14 June 2010

A mother starter and her progeny: pain au levain

A light at the end of the tunnel!

...after 24 hours (day 7, total), the seed culture was sufficiently fermented and ready to (finally) be converted into the mother starter:














At this point, the seed culture is chock full of wild yeast and bacteria, but is incredibly weak from all the acid buildup and the perpetual breakdown of proteins and starches. How to remedy the situation? Feed the bitch. Ratio of seed culture: flour: water (in grams): 113:340:255. The mother is mixed, kneaded for 2 minutes (again, refer to Reinhart for specific details).



It hangs out in an oiled bowl for 4-8 hours, until it doubles in size, has a 'pleasant acidic aroma' and looks like this. 








At this point in time, the mother is ready to begin doing her job ('fertilizing' some dough). 













...and moves into her new home, a state-of-the-art Gladware container. 

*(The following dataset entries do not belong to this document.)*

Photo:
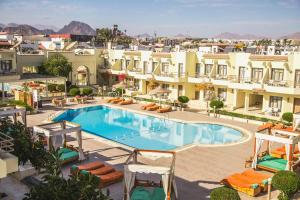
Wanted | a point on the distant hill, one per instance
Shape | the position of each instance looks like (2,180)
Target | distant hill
(79,28)
(230,36)
(294,36)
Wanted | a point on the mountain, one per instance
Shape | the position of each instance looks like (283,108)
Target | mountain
(79,28)
(230,36)
(292,36)
(45,27)
(22,29)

Now arrives the moment of truth, the litmus test on whether this week of coaxing the mother into being was worth the effort: a loaf (or two) of Pain au levain (which is just French for 'leavened bread.'). As Peter Reinhart mentions, Pain au levain "is generally considered to be the gold standard for wild yeast breads, though opinions do vary widely - and are strongly held." (Thus the adventures in mother starters.) Pain au levain is not really one specific recipe, but rather a genre of breads consisting primarily of white flour, supplemented with whole wheat, rye or multigrain flours, made with wild yeast starter (although some do supplement further with commercial yeast. Not here). I will experiment with Reinhart's recipe from Artisan Breads Every Day. And - shockingly - this is another multi-day affair.

Day 1: Sourdough starter
71 g (1/3 c) mother starter
142 g (1c + 2T) unbleached bread flour 
85 g (2/3 c) whole wheat flour
151.5 g (2/3 c) H20 @ room temperature

Combine all the ingredients in a mixing bowl, stirring for 2 minutes. Dough should be tacky or slightly sticky. Transfer to a lightly floured work surface and knead for 30 seconds. Place in a clean, lightly oiled bowl, cover loosely and leave at room temperature for 6-8 hours until it increases to about 1.5 times original size. Put in fridge overnight (or up to 3 days). 

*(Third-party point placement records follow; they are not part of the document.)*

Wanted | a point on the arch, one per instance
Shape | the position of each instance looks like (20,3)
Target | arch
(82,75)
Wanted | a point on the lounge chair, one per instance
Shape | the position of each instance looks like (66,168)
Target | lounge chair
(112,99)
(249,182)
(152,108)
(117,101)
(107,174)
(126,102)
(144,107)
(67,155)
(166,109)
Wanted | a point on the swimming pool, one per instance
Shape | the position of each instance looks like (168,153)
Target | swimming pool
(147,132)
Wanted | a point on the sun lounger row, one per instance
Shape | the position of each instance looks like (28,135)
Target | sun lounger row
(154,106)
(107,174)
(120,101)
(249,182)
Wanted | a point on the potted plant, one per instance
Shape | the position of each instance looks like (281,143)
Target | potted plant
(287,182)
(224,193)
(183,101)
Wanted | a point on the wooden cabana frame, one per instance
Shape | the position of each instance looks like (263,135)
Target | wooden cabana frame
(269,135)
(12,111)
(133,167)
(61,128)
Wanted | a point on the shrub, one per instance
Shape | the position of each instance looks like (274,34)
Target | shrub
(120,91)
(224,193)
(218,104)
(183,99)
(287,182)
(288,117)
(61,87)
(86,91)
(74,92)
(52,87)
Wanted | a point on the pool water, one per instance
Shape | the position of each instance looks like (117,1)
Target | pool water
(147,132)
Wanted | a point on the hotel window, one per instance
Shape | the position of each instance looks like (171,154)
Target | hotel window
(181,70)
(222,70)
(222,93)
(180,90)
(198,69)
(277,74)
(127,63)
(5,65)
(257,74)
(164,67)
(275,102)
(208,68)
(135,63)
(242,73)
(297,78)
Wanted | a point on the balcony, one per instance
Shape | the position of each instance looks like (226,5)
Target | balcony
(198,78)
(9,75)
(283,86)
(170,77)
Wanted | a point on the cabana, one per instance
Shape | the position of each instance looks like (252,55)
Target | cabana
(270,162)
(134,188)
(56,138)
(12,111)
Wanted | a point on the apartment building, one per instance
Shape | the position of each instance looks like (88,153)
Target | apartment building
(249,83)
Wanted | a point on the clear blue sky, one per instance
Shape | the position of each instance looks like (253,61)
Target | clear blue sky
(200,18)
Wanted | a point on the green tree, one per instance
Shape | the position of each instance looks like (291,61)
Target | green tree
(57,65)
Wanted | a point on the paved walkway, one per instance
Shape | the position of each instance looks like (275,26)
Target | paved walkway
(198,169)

After 24 hours, the starter should look like this:

















Day 2: Make the dough
All of the sourdough starter
312 g (1 c + 6 T) lukewarm water (around 35C)
454 g (3.5 c) unbleached bread flour
17 g (2 3/8 t) salt (or 3.5 t coarse kosher salt)

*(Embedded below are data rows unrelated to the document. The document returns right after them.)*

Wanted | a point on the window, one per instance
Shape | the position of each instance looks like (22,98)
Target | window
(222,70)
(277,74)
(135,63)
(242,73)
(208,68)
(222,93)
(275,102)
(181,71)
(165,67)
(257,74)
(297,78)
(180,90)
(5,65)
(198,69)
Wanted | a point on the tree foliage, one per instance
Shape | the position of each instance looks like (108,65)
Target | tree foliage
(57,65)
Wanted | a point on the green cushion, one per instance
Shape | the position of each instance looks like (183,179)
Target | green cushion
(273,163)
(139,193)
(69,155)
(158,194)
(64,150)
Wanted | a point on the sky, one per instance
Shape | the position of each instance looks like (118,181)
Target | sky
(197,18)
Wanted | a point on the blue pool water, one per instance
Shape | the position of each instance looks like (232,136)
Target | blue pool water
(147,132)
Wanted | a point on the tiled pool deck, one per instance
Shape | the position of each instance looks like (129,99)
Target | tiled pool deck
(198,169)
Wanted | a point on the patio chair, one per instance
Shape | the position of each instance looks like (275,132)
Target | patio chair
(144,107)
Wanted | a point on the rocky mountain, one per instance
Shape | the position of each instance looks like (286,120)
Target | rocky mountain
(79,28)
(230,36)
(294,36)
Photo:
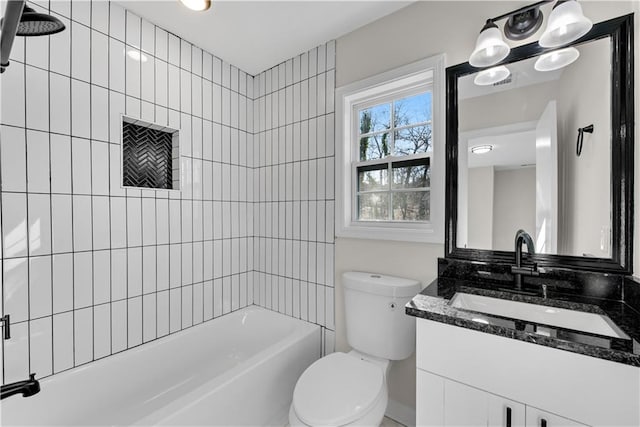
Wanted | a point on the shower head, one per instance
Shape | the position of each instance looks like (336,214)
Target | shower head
(33,23)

Cut the starter into 10-12 pieces, add water and mix for about 1 minute to soften the starter. Add the flour and salt and mix for another 3 minutes. let the dough rest for 5 minutes. Knead by hand for 3 minutes, adding more flour or water as needed to make a soft, supple and tacky (but not sticky) ball of dough. Form into a ball. Let the dough rest for 10 minutes and then stretch and fold: "either on the work surface or in the bowl, reaching under the front end of the dough, stretching it out, then folding it back onto the top of the dough. Then do this from the back end and then from each side, then flip the dough over and tuck it into a ball." Cover and let it rest for 10 minutes. Repeat two more times. Form the dough into a ball, place it into a clean, lightly oiled bowl large enough to allow it to double in size and cover tightly. Let it sit at room temperature for 2 hours and then refrigerate overnight (or up to 4 days). 















Day 3: Baking Day
Remove the dough from the refrigerator 4 hours before you plan to bake. After 2 hours, shape it into a boule or 2 smaller ones (as I did). Let it proof for 2 hours (seam side up). Preheat oven to 500F about 20 minutes before baking, place shelf in bottom third of oven. Just before baking, transfer dough (seam side down) to a baking sheet with parchment or a Silpat and score with a lame or serrated knife.  















Place in oven, pour 1 c hot water into a steam pan below dough. Reduce heat to 450F. Bake for 12 minutes, rotate pan 180 degrees, continue baking for 15-25 minutes. Finished loaves should be a rich caramel color in crust, sound hollow when thumped and have an internal temperature of about 200F. Cool on rack for at least 1 hour before slicing. Enjoy the hell out of it.